Skylark and Rapoport are approached by the CIA because they managed to schedule an interview with reclusive North Korean dictator and fan of “Skylark Tonight” Kim Jong-un (played by Randall Park). CIA Agent Lacey (Lizzy Caplan) plans to use their access to assassinate Kim Jong-un.
If you were expecting biting satire from this movie, you are going to be disappointed. For a movie that caused so much controversy, “The Interview” is little more than your standard male-driven comedy. The men are goofy, and the women are one-dimensional. “The Interview” gets some solid laughs, but never pushes the envelope.
The movie fails to say anything particularly insightful about North Korea’s leader. Instead of presenting a complex portrait, “The Interview” offers an American caricature with little truth to drive the comedy. If the best satire has reality behind it, this movie fails in that regard.
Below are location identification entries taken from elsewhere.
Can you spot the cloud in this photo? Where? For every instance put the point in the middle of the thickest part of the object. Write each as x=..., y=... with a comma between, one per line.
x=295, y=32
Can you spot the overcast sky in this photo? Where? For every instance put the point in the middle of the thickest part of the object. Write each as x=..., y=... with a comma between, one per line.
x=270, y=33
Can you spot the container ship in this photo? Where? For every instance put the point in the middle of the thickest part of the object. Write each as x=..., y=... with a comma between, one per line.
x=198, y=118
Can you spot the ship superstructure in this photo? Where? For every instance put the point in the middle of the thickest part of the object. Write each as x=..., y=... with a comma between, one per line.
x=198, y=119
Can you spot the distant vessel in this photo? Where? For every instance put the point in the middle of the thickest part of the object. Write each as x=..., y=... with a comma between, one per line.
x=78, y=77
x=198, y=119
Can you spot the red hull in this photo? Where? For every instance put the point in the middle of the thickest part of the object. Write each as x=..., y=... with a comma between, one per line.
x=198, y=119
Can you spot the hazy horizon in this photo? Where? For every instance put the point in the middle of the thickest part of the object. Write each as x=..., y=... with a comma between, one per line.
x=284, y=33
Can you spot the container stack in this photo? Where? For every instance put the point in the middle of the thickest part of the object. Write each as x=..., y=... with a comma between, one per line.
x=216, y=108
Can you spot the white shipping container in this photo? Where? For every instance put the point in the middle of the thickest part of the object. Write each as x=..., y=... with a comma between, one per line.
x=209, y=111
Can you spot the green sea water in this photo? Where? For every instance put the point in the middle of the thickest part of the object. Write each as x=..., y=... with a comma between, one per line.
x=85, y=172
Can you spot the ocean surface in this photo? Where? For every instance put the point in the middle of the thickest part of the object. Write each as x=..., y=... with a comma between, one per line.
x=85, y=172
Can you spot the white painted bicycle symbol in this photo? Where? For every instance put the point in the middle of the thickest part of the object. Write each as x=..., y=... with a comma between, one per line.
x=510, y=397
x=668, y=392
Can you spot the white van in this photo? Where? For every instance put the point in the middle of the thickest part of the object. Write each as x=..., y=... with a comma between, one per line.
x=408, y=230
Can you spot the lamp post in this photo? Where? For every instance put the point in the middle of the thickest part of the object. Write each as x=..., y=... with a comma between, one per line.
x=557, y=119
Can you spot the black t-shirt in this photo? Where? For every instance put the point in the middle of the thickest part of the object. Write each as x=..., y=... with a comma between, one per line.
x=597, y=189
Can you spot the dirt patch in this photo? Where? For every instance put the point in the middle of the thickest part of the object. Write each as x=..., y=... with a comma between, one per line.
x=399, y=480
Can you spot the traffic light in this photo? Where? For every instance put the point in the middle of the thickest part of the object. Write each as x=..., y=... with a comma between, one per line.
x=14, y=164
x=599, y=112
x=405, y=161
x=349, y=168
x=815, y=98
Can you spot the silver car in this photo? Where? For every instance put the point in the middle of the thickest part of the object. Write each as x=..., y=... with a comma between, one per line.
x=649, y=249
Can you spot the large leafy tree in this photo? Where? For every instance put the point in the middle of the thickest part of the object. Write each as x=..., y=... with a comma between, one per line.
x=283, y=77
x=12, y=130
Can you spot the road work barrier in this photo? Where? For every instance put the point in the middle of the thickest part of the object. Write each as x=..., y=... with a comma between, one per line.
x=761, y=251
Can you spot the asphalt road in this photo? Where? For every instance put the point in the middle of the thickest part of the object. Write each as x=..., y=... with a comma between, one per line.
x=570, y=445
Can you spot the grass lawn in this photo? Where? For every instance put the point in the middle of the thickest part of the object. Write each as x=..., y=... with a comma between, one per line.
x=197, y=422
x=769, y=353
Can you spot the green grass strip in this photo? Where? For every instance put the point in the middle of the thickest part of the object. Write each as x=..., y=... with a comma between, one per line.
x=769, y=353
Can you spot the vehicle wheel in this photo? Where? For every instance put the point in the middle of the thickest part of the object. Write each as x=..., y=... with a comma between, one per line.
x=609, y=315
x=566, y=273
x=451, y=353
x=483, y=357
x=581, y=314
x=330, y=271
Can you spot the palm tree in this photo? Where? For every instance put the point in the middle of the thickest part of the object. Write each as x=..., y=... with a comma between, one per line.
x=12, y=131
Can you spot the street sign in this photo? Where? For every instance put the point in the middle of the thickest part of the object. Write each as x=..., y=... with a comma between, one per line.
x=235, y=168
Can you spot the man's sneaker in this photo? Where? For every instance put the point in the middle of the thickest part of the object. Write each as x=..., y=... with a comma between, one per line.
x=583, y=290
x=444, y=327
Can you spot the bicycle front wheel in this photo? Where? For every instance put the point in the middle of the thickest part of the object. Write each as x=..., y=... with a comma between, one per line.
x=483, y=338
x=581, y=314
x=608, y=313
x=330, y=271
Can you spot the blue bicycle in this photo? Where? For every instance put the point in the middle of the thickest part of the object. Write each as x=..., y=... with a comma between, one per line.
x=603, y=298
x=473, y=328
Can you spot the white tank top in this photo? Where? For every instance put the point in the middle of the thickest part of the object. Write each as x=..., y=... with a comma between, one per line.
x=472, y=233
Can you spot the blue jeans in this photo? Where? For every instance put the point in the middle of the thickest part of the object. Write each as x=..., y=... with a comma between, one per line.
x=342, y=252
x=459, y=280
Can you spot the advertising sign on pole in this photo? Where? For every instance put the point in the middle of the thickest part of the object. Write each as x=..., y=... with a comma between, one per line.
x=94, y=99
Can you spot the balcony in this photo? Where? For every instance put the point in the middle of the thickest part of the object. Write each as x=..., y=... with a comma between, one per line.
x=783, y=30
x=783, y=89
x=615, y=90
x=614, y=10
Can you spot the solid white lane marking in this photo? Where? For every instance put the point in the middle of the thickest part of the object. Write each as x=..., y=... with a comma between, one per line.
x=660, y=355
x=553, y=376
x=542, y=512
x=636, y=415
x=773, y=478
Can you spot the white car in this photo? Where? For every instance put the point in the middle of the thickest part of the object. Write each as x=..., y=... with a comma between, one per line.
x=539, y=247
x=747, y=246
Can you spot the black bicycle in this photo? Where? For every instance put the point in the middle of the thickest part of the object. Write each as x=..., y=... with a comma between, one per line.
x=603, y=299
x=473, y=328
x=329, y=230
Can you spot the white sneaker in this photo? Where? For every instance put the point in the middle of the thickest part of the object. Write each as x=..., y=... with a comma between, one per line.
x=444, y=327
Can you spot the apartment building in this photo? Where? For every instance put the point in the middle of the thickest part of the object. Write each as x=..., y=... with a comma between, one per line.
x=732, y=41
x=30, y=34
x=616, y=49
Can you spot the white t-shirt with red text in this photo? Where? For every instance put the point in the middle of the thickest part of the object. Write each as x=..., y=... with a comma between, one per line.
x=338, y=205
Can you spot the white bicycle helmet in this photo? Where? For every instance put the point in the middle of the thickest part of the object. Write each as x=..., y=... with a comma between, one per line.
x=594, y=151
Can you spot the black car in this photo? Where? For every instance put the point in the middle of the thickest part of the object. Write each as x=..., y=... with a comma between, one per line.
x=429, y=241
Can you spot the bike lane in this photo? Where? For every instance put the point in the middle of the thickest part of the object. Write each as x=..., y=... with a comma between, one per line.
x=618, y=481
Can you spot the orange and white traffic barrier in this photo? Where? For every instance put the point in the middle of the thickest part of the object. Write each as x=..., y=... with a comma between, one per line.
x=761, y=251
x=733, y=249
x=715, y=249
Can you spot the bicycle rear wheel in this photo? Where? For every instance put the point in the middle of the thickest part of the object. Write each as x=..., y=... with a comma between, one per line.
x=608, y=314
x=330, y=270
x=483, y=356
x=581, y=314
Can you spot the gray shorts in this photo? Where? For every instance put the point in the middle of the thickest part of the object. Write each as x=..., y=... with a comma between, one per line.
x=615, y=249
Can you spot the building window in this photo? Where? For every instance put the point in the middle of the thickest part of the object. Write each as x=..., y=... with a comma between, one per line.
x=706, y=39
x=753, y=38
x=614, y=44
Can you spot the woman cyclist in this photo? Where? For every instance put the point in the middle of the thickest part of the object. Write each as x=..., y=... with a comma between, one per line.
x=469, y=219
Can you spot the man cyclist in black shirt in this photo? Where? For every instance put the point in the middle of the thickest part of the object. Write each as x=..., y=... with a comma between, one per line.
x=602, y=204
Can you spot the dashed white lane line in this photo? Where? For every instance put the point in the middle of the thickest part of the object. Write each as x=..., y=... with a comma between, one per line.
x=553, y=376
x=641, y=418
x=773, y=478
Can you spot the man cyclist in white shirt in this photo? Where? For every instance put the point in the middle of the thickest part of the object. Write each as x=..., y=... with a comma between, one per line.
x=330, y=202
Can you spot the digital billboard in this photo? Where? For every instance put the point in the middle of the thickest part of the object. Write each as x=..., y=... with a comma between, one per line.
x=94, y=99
One of the movie’s strong points is when it satirizes the media’s constant coverage of celebrities’ lives. “Skylark Tonight” is a great parody of TMZ and MTV celebrity news. It does a great job showing how insane our celebrity culture has become.
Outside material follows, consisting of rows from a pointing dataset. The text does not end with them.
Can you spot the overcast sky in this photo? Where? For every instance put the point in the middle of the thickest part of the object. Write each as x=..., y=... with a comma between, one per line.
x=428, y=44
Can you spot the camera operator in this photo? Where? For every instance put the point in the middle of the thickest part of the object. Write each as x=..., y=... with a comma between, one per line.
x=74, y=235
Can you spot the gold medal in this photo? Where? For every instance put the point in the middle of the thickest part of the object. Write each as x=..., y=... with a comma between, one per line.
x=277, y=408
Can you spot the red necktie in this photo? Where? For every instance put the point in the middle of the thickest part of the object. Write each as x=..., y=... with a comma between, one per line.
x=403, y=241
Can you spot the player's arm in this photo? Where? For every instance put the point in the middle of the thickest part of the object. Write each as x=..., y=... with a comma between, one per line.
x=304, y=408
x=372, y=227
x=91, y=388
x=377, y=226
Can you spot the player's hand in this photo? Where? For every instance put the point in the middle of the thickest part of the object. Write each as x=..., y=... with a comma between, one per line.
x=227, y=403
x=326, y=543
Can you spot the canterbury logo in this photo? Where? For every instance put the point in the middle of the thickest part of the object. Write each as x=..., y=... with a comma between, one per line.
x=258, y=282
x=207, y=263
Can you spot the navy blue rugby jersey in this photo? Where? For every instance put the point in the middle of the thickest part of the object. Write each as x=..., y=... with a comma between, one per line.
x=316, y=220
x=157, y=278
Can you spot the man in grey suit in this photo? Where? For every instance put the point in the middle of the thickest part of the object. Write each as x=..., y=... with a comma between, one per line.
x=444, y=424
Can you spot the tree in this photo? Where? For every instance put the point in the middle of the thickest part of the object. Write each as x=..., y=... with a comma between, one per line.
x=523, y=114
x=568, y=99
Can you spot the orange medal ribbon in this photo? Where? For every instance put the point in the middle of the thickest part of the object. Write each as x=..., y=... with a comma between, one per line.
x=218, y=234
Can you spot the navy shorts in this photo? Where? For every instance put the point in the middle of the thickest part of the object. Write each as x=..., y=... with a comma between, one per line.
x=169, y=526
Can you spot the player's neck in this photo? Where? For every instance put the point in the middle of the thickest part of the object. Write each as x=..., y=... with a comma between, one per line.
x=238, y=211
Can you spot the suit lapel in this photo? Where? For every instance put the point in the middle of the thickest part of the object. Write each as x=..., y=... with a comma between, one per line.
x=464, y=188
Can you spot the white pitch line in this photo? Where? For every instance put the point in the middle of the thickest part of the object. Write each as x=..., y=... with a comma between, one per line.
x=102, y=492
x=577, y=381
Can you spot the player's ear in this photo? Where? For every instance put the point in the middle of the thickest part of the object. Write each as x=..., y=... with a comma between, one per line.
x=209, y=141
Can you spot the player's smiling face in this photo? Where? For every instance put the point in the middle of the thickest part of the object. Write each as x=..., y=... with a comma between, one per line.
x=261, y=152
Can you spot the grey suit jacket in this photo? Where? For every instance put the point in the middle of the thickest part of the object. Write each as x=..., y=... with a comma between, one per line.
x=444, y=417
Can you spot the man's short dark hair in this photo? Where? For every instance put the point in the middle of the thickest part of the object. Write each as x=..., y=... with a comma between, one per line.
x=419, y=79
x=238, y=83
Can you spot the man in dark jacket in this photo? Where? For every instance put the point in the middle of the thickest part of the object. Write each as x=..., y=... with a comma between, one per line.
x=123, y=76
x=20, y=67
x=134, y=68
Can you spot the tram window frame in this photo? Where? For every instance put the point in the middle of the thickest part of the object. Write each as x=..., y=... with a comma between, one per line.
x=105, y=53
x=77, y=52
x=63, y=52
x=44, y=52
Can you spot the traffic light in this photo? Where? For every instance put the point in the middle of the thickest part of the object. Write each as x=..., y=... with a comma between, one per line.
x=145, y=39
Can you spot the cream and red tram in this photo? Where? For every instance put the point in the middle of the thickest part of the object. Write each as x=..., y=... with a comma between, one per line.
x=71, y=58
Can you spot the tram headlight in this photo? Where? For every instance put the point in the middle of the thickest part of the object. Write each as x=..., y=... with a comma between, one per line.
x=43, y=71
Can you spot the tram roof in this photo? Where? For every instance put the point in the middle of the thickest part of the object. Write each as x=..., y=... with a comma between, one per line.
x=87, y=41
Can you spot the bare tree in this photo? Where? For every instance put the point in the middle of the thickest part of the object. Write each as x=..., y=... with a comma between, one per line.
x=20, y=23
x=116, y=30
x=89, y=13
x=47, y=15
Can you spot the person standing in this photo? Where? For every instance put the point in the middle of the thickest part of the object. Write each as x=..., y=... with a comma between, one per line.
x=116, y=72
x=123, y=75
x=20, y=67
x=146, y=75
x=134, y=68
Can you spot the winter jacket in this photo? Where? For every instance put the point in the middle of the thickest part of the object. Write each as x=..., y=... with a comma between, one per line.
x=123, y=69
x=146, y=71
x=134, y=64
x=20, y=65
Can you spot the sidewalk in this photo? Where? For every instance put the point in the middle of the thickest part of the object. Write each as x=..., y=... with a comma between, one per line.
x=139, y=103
At the beginning of the movie, Rapoport threatens to leave the show because he wants to cover hard-hitting news. I find this ironic because this film is exactly the kind of media junk food that Rapoport condemns. It is generally enjoyable, but in the end it doesn’t offer anything substantial.
“The Interview” is worth watching if you enjoy a low-brow buddy comedy. Just don’t let the hype that surrounded the movie’s release raise your expectations. In the end, critics should take “The Interview” for what it is and not for what we wanted it to be.
I don’t think Rogen or Franco are concerned about the poor reviews people gave “The Interview.” The movie got more publicity than any Oscar-winning film will this season. In the words of Skylark: “They hate us ’cause they ain’t us.”